Limitations

An honest assessment of the benchmark's constraints, biases, and areas for improvement.

Known Limitations

Every benchmark has limitations. Acknowledging them helps researchers interpret results correctly and identify areas for future improvement.

High Priority

Single-patent scope

high

The current benchmark is derived from a single patent (WO2024112853A1) covering PKMYT1 inhibitors. This limits target diversity and may not generalise to other protein families, binding mechanisms, or chemical scaffolds.

Small dataset size

high

With ~600 ligands and 11 test examples for some tasks, metrics are inherently noisy. Confidence intervals on metric values are wide, making it difficult to distinguish small performance differences between models.

Limited target diversity

high

Only two targets (PKMYT1, CDK1) are included, both kinases. Performance patterns may differ substantially for other target classes (GPCRs, nuclear receptors, ion channels).

Medium Priority

Synthetic negative quality

medium

Synthetic negatives are computationally generated, not experimentally validated. Some may actually bind the target, while others may be trivially distinguishable from true actives by simple molecular descriptors.

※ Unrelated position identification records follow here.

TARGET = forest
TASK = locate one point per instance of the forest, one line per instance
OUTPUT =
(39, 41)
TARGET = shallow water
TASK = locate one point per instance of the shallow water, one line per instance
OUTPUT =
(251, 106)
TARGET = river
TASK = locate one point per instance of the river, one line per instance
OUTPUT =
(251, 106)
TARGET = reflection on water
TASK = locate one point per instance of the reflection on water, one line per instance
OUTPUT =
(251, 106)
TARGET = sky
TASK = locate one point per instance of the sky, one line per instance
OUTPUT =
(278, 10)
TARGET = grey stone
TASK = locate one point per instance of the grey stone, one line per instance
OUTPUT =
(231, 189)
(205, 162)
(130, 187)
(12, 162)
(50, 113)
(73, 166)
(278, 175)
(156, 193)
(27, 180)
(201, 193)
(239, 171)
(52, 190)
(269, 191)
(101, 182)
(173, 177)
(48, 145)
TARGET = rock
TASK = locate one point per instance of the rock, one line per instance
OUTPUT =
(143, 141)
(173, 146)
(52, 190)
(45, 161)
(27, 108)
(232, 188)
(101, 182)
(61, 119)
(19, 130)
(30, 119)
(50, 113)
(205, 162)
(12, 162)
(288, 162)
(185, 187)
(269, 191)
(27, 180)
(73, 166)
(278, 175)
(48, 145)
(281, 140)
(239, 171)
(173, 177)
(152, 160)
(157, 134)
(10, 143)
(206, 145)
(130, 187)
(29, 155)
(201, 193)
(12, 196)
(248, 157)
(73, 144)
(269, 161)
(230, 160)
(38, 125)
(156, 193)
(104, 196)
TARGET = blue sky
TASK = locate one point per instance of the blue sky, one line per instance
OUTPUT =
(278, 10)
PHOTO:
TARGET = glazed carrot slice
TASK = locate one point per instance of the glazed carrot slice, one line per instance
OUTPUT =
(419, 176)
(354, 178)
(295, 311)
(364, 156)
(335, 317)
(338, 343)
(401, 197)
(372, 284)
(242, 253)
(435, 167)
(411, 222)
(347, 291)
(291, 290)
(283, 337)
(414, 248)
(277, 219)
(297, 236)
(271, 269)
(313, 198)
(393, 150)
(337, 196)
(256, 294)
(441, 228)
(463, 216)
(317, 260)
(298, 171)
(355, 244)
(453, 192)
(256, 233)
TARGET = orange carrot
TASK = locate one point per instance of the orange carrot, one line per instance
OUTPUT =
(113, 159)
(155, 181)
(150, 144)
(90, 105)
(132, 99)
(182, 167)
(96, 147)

Reversible orthosteric binding only

medium

The benchmark currently covers only reversible orthosteric inhibitors. Covalent inhibitors, allosteric modulators, and other binding mechanisms are not represented.

No temporal split

medium

The benchmark does not enforce a temporal train/test split. In production, models would need to predict novel compounds not seen during training, which is a harder problem.

Lower Priority

Assay comparability assumptions

low

All measurements within an assay group are assumed comparable, but batch-to-batch variability, different protein constructs, or subtle condition changes may introduce noise.

Property-baseline correlation

low

Strong correlation between molecular properties (size, lipophilicity) and activity in the dataset means property-based baselines perform reasonably well. This may partially be an artefact of the specific chemical series.

Future Directions

01Expand to multiple patents covering diverse targets and target classes.
02Include allosteric and covalent inhibitors.
03Add experimentally validated negatives alongside synthetic ones.
04Implement temporal and scaffold-based train/test splits.
05Expand to larger datasets that support more statistically robust metric estimates.
06Include structure-based features (docked poses, binding site analysis) as optional inputs.